As he surveyed the risible pantomime of mid-19th-century French neo-Bonapartism, Karl Marx remarked that what first occurs as tragedy always re-occurs as farce. He forgot to add that the two can occur together, as Stephen Harper learned yesterday.
We cannot know how long it will take for the media to pick clean the bones of yet another dead and rotten myth of political unimpeachability, slain by Harper's own Elmer-Gantrian hubris. This we do know: while the media sifts through the debris field of yet another sordid scandal, everything that makes politics worthwhile, everything by which it should be motivated--ideas, visions, debate, passion--shall be banished from the national conversation, at a time when we have arguably never needed them more desperately.
Rather, a cheap Three Stooges routine unfolds, as a panicked government literally runs from hotel to hotel in a furious bid to avoid the Canadian Press and the CBC after having invited the media to a press conference.

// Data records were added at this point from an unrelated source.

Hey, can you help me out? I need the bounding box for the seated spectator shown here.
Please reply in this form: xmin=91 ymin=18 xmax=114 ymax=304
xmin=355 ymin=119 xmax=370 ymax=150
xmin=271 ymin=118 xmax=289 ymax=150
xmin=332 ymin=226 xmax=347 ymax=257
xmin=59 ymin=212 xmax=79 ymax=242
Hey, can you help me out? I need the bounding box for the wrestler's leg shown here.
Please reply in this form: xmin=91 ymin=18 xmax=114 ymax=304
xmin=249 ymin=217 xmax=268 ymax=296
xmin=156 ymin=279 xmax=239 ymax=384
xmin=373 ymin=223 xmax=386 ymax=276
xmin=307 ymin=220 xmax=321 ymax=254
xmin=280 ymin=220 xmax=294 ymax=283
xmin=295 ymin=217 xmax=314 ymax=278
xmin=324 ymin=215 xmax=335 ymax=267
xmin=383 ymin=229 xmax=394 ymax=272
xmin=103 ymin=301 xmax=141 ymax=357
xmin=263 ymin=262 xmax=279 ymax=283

This pitiable political equivalent of an under-written Hee-Haw skit might be a defining moment in the life of "Canada's New Government"--the moment when they became the Village People of Canadian politics, a pretend government, a put-on, a silly, camp confection whose large and fanatical fanbase merely acts as ironic confirmation of their besetting triviality.
I don't care how much one loathes the CPC or how twisted one's sense of humour is. I'm damned if I see a way to enjoy any of this.